Oh goodness! A blog post is long overdue. I can’t believe it has been over six months! Time flew by so fast. I read my last post and started to reflect on what I have accomplished so far this year. Overall, I think I am doing well—wait am I actually saying this!? YES! And I say that with a smile! 🙂 If you asked me how I was doing a year ago, ehh I wouldn’t be so sure. So what did I do differently? Well, I focused on positive growth and letting go.
Before I could do that, I needed to be mentally stable. I took my prescribed medications regularly. I had to accept that taking medication is not a bad thing. It is okay if my brain chemicals need a little help. Maybe it’s temporary, maybe it’s for life. Whatever the case, it is okay!!! But I did not only depend on my meds. I kept up with my therapy appointments! I went to weekly therapy sessions, even on days when I didn’t want to get out of bed. Talking to someone face to face, someone you are not personally connected to, feels great. Sometimes you just want to vent and rant, but you can’t, especially if you want to talk about the person you’re talking to! Sometimes I feel worse after the therapy session, but I realize that it takes time to heal.
Becoming mentally stable allowed me to take better care of myself. I do what makes me feel good. I remind myself that work is work. I cut down my hours to have a day off in the weekday. This allows me to have time for myself, relax, have fun, sleep, do wedding things, or study. I don’t like studying, but I have to tell myself that this is for my benefit. I am learning all these things for the future. I try to practice mindfulness. I listen to self-help audiobooks about happiness, positivity, productivity, etc. I am present for the people I love. I communicate my needs. Maybe I could eat healthier and exercise more, but one step at a time sis! Lol.
We grow everyday—feeding our minds, our bodies, our hearts. We become what we feed ourselves. If we are constantly surrounded by negativity and toxic people, those bad vibes will take over.
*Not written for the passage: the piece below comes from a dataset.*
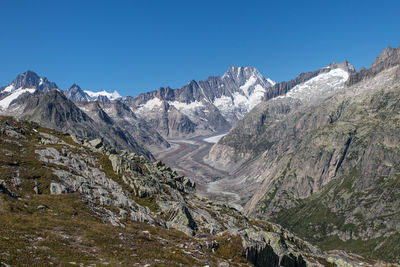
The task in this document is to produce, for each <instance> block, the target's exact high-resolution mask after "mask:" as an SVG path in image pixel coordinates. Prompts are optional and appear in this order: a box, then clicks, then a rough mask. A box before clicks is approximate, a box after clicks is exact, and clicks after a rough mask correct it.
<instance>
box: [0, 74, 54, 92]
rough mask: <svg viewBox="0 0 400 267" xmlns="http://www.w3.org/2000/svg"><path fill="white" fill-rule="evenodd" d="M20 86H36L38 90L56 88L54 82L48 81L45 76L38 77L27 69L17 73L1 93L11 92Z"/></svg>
mask: <svg viewBox="0 0 400 267" xmlns="http://www.w3.org/2000/svg"><path fill="white" fill-rule="evenodd" d="M21 88H30V89H32V88H36V89H38V90H39V91H43V92H48V91H50V90H51V89H54V88H58V87H57V85H56V84H55V83H54V82H50V81H49V80H47V78H45V77H40V76H39V75H37V74H36V73H35V72H33V71H31V70H28V71H26V72H24V73H21V74H19V75H18V76H17V77H16V78H15V79H14V80H13V81H12V82H11V83H10V84H9V85H8V86H6V87H4V88H3V89H2V90H1V93H13V92H15V91H17V90H19V89H21Z"/></svg>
But if we surround and connect ourselves with happy people, then that energy will radiate, and we will become the sunshine. Sometimes you have to let go, in order to grow. Let go of the toxic shit and so called friends. Let go of the past and whatever is holding you back from living in the present and from building your future. Listen to yourself. Take the time to listen and pay attention to what your mind and body is telling you. Sometimes, things don’t go your way but shit happens! Acknowledge and accept it. Choose to do what feels right to do. Easier said than done, I know, but try to make progress. Even if it’s something small, like you brushed your teeth today! It is better than not brushing your teeth at all. That’s positive growth, don’t you think?